As members of the Obama Institute at Johannes Gutenberg University Mainz and personally, we are terribly saddened to see the developments in the United States of America. We, therefore, express our solidarity with the Black Lives Matter movement and those who are protesting for justice and equal rights for all.

The past years have shown that against common belief we are still facing deeply rooted systemic racism in society and public institutions in the United States of America and across the globe in general. There is still a long way to go until we create a society, free of racial bigotry and injustices and we specifically want to acknowledge that it is the responsibility of privileged institutions like us to take it upon themselves to educate, to be educated and no longer to remain silent.

The current unrest in the United States of America and manifestations of systemic racist violence have caused worldwide reactions and concerns about the peaceful co-existence of all groups in democratic societies. As members of the Obama Institute for Transnational American Studies, we stand with the African American community and all other groups who are institutionally oppressed and will offer support to their cause.

We condemn all forms of racism, violence and police brutality and therefore join our exchange partners in the United States in finding peaceful solutions to create a world in which nobody “will […] be judged by the color of their skin but by the content of their character.” These common endeavors are part of our teaching and research activities.

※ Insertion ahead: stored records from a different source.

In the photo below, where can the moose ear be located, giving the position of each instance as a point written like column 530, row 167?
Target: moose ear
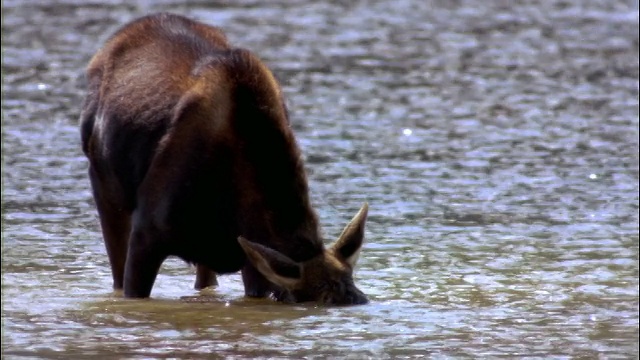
column 348, row 245
column 276, row 267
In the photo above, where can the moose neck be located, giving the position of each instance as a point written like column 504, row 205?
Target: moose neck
column 271, row 182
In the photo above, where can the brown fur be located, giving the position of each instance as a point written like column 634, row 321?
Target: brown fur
column 189, row 146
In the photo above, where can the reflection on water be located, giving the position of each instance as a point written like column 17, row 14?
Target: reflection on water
column 496, row 142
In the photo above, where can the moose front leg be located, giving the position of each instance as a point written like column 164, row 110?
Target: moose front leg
column 204, row 277
column 255, row 284
column 143, row 263
column 116, row 226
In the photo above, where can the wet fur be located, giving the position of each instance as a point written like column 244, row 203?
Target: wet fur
column 190, row 146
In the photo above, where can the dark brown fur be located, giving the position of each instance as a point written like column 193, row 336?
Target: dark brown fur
column 190, row 147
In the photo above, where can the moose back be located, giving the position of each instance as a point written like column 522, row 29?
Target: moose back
column 191, row 155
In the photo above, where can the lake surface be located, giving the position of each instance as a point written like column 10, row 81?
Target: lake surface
column 495, row 141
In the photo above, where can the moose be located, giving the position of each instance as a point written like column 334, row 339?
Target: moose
column 191, row 154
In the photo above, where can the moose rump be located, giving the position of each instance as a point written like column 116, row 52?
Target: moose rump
column 189, row 147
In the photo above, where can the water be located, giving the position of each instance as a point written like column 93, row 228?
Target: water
column 496, row 142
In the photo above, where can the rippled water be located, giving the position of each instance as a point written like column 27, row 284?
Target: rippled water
column 496, row 142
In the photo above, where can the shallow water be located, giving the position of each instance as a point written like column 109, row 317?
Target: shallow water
column 496, row 142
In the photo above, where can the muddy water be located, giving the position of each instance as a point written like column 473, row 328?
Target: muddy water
column 496, row 142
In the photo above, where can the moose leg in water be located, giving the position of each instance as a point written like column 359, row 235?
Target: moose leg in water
column 116, row 226
column 192, row 155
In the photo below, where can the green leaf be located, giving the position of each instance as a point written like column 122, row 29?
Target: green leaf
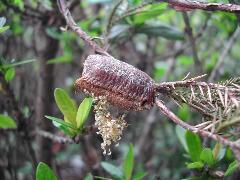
column 83, row 112
column 99, row 1
column 184, row 112
column 7, row 122
column 66, row 105
column 18, row 63
column 128, row 163
column 44, row 172
column 195, row 165
column 3, row 29
column 231, row 168
column 149, row 12
column 66, row 130
column 2, row 21
column 62, row 122
column 194, row 145
column 196, row 178
column 207, row 156
column 62, row 59
column 9, row 74
column 119, row 30
column 139, row 175
column 111, row 169
column 181, row 136
column 164, row 31
column 89, row 176
column 218, row 152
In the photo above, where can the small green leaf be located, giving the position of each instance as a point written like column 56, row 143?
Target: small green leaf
column 149, row 12
column 231, row 168
column 83, row 112
column 218, row 152
column 7, row 122
column 66, row 130
column 207, row 156
column 195, row 165
column 196, row 178
column 128, row 163
column 62, row 122
column 2, row 21
column 181, row 136
column 62, row 59
column 194, row 145
column 9, row 75
column 18, row 63
column 44, row 172
column 66, row 105
column 111, row 169
column 3, row 29
column 139, row 175
column 164, row 31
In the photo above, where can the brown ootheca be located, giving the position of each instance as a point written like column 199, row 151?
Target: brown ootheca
column 122, row 84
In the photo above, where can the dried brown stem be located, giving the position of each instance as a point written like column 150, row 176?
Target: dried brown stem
column 224, row 54
column 73, row 25
column 191, row 5
column 188, row 29
column 164, row 109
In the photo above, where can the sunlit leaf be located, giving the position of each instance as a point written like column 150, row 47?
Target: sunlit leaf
column 207, row 156
column 18, row 63
column 111, row 169
column 44, row 172
column 7, row 122
column 218, row 152
column 195, row 165
column 3, row 29
column 164, row 31
column 9, row 74
column 60, row 121
column 83, row 112
column 66, row 105
column 139, row 175
column 62, row 59
column 181, row 136
column 128, row 163
column 231, row 168
column 2, row 21
column 194, row 145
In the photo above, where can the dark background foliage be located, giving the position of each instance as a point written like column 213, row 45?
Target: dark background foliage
column 36, row 57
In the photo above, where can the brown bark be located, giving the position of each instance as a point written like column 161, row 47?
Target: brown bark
column 46, row 49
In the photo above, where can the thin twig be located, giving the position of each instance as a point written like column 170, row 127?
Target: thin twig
column 191, row 5
column 164, row 109
column 223, row 55
column 73, row 25
column 189, row 32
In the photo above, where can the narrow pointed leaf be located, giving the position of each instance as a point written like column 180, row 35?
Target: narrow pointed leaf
column 111, row 169
column 44, row 172
column 7, row 122
column 231, row 168
column 66, row 105
column 83, row 112
column 60, row 121
column 194, row 145
column 207, row 156
column 128, row 163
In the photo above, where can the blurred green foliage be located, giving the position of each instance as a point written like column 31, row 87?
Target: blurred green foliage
column 171, row 158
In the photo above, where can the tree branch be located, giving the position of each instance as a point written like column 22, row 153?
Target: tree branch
column 188, row 29
column 73, row 25
column 223, row 55
column 235, row 146
column 184, row 5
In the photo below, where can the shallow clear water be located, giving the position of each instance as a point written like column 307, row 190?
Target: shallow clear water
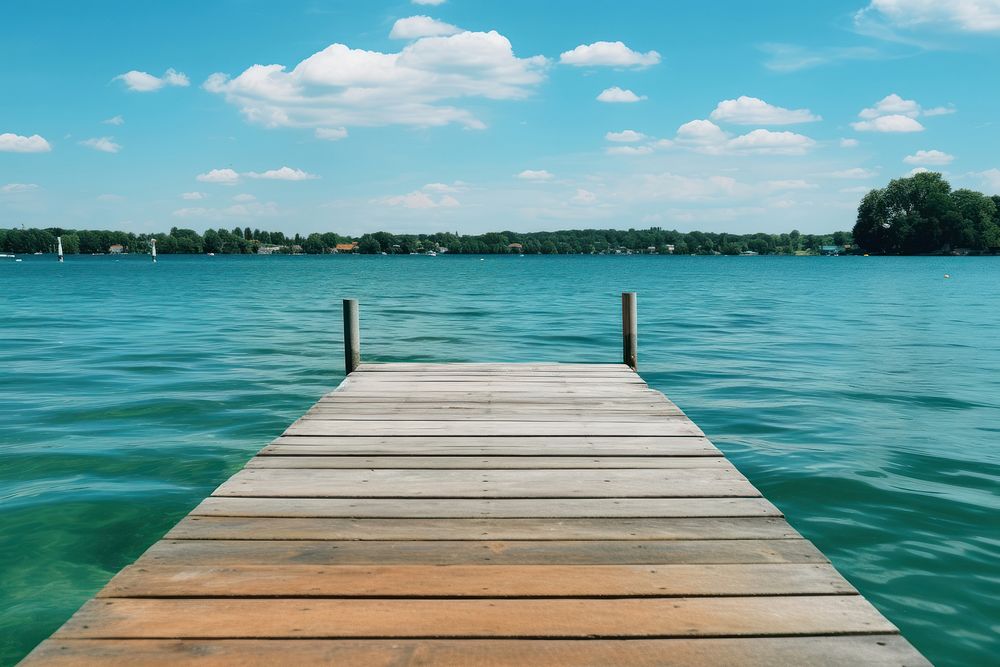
column 861, row 395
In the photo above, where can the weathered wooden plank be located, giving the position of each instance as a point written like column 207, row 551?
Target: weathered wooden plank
column 430, row 508
column 568, row 552
column 477, row 581
column 583, row 483
column 664, row 427
column 480, row 529
column 495, row 446
column 878, row 650
column 496, row 462
column 542, row 618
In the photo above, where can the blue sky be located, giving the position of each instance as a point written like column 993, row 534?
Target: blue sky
column 467, row 115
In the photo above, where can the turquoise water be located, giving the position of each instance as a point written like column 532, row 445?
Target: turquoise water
column 861, row 395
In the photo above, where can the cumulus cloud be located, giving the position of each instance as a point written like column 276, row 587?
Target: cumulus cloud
column 415, row 27
column 790, row 184
column 103, row 144
column 892, row 105
column 892, row 123
column 990, row 179
column 608, row 54
column 457, row 186
column 419, row 86
column 16, row 143
column 144, row 82
column 625, row 136
column 421, row 200
column 855, row 172
column 893, row 113
column 331, row 133
column 16, row 188
column 932, row 157
column 704, row 136
column 535, row 175
column 219, row 177
column 971, row 16
column 283, row 174
column 616, row 95
column 629, row 150
column 754, row 111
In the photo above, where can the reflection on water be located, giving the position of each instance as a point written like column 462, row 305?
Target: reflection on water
column 859, row 394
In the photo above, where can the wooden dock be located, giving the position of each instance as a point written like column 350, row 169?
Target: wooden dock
column 497, row 514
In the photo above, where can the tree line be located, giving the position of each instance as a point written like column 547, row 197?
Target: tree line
column 580, row 241
column 923, row 215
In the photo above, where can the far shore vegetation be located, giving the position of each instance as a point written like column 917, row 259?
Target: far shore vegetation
column 916, row 215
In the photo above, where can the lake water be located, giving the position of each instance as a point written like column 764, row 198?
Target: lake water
column 861, row 395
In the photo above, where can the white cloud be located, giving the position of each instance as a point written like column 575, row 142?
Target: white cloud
column 457, row 186
column 773, row 143
column 418, row 86
column 103, row 144
column 932, row 157
column 415, row 27
column 144, row 82
column 893, row 123
column 973, row 16
column 535, row 175
column 420, row 200
column 283, row 174
column 753, row 111
column 940, row 111
column 625, row 136
column 220, row 177
column 243, row 210
column 704, row 136
column 791, row 184
column 855, row 172
column 15, row 188
column 990, row 179
column 331, row 133
column 629, row 150
column 16, row 143
column 892, row 104
column 619, row 95
column 608, row 54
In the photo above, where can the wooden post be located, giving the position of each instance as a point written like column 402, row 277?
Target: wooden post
column 352, row 336
column 629, row 329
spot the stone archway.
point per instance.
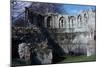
(62, 22)
(49, 20)
(40, 20)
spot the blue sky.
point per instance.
(74, 9)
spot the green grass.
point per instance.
(82, 58)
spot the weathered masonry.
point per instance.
(77, 23)
(70, 30)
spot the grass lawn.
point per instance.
(82, 58)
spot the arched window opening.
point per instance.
(62, 22)
(49, 20)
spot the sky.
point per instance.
(70, 9)
(74, 9)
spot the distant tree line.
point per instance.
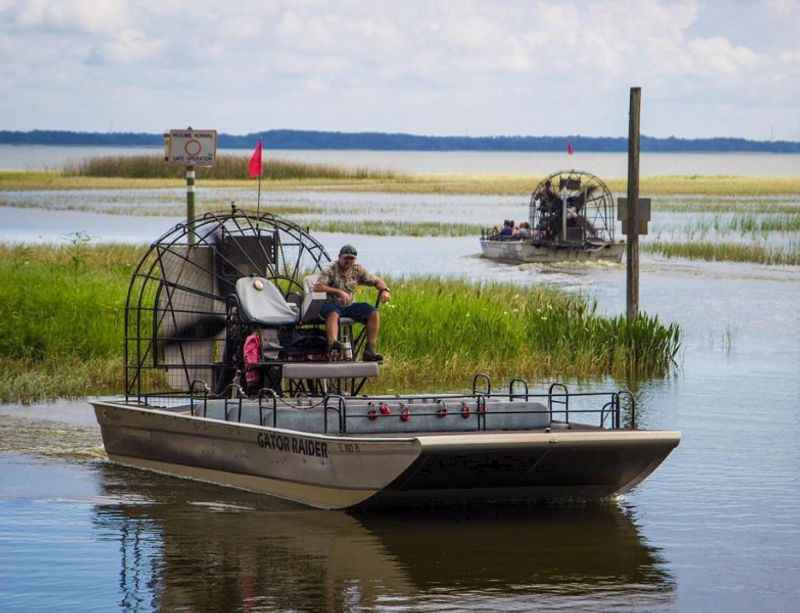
(381, 141)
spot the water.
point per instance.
(714, 528)
(38, 157)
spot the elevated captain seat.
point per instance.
(262, 304)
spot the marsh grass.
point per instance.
(761, 206)
(331, 178)
(396, 228)
(226, 167)
(727, 252)
(61, 314)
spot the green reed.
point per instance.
(396, 228)
(226, 167)
(727, 251)
(62, 313)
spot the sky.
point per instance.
(706, 68)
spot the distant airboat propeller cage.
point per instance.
(590, 207)
(178, 305)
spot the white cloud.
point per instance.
(511, 67)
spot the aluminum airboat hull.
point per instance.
(529, 252)
(344, 471)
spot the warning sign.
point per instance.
(190, 147)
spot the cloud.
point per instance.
(510, 67)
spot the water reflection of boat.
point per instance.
(189, 546)
(571, 217)
(291, 422)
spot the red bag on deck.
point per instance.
(252, 356)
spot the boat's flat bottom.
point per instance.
(315, 495)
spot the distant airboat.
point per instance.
(571, 217)
(294, 422)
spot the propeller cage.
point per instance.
(182, 320)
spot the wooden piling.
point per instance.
(632, 245)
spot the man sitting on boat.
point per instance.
(339, 281)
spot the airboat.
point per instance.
(571, 217)
(295, 422)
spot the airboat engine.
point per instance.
(205, 287)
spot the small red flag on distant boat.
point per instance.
(254, 168)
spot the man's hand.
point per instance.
(345, 299)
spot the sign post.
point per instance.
(632, 217)
(190, 148)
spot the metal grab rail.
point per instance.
(565, 401)
(271, 392)
(460, 407)
(631, 403)
(511, 383)
(341, 411)
(481, 377)
(240, 393)
(206, 391)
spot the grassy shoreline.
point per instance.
(487, 184)
(726, 252)
(61, 330)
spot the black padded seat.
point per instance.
(330, 370)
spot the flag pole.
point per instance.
(258, 198)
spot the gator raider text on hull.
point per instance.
(293, 422)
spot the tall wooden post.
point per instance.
(190, 203)
(632, 246)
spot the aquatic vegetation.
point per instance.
(332, 178)
(759, 206)
(61, 328)
(396, 228)
(727, 251)
(225, 167)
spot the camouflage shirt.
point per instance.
(349, 279)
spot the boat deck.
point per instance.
(392, 418)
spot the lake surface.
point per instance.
(716, 527)
(608, 165)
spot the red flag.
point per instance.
(254, 168)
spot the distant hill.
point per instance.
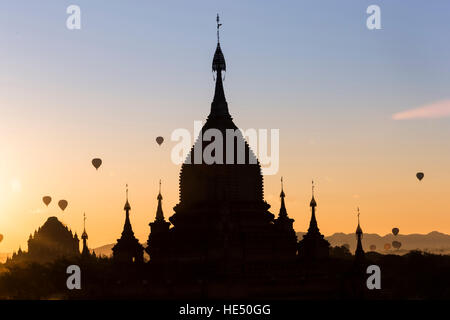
(106, 250)
(435, 242)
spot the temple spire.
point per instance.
(359, 253)
(84, 236)
(283, 211)
(159, 212)
(127, 226)
(218, 26)
(313, 205)
(219, 106)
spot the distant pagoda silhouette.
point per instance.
(221, 215)
(313, 246)
(159, 233)
(85, 251)
(359, 253)
(51, 241)
(128, 249)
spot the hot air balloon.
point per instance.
(47, 200)
(62, 204)
(396, 244)
(96, 162)
(395, 231)
(159, 140)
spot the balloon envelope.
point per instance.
(159, 140)
(396, 244)
(62, 204)
(47, 200)
(96, 162)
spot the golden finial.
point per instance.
(358, 214)
(218, 26)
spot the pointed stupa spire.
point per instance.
(359, 253)
(358, 229)
(159, 212)
(313, 223)
(219, 106)
(84, 234)
(127, 230)
(127, 206)
(85, 250)
(283, 211)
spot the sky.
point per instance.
(359, 111)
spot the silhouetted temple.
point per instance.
(359, 253)
(51, 241)
(158, 233)
(85, 251)
(313, 246)
(221, 217)
(128, 249)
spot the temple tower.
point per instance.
(313, 246)
(359, 253)
(128, 249)
(221, 217)
(84, 236)
(159, 231)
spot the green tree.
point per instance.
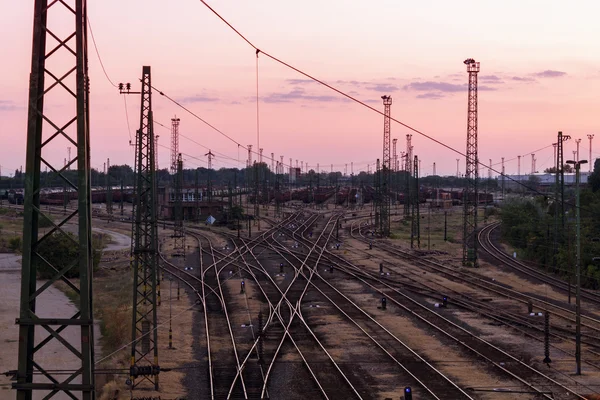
(594, 178)
(61, 250)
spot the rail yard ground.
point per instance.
(325, 331)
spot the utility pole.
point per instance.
(559, 195)
(471, 195)
(210, 155)
(178, 230)
(409, 149)
(503, 176)
(174, 144)
(108, 190)
(75, 86)
(384, 215)
(249, 162)
(416, 215)
(577, 165)
(591, 136)
(144, 343)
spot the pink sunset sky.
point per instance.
(540, 73)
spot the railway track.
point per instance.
(486, 244)
(539, 385)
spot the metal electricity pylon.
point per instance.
(470, 194)
(384, 216)
(415, 211)
(377, 200)
(44, 129)
(108, 190)
(174, 143)
(178, 231)
(559, 196)
(144, 344)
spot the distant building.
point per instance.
(543, 180)
(295, 174)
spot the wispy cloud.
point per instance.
(299, 81)
(523, 79)
(445, 87)
(383, 87)
(491, 79)
(430, 96)
(550, 74)
(298, 94)
(7, 105)
(198, 98)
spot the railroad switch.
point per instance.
(547, 359)
(443, 304)
(144, 370)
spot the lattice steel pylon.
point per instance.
(559, 196)
(178, 232)
(108, 190)
(384, 216)
(470, 195)
(415, 210)
(144, 344)
(174, 143)
(45, 127)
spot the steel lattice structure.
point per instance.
(415, 210)
(178, 231)
(470, 194)
(559, 195)
(144, 348)
(174, 143)
(45, 129)
(384, 214)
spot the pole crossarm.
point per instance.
(46, 129)
(470, 193)
(144, 347)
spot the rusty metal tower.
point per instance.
(210, 155)
(409, 156)
(384, 214)
(559, 196)
(591, 161)
(45, 129)
(144, 344)
(470, 195)
(156, 152)
(174, 144)
(394, 167)
(178, 232)
(249, 161)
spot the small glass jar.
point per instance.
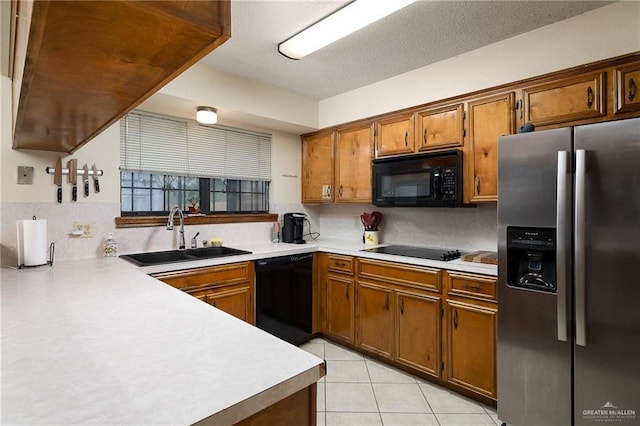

It remains an ongoing challenge of academia not only in American Studies to try to contribute towards changing the structures of white supremacy. As members of an institution, it is essential that we reflect on our own biases and the systemic injustices that we, too, may be complicit in perpetuating. Such reflection is all the more important since in our research, we often study the role of white privilege, of implicit or explicit bias, and the mechanisms of hegemony. Yet, such academic knowledge will ultimately be void unless it is translated into the concrete lives we lead, and the decisions we make in both our institutional and our individual lives. For this reason, we believe that our work needs to be comparative; it needs to investigate racial prejudice not only in the US, but in Germany as well.

Our research about the challenges to democracy both in the US and in other parts of the world is dedicated to the pursuit of precisely the pressing needs and questions about the function of democracy in societies undergoing rapid changes in the 21st century whilst combatting inequalities such as health conditions, violence and racial injustice.

We invite our students, colleagues, and friends to join us in believing in the true potentials of multi-ethnic democracies on a transnational scale. Let us honor the deaths of George Floyd, Breonna Taylor, Ahmaud Arbery, and so many others before them; and let us constantly remind ourselves that we need to resist injustice in whatever shape it may take.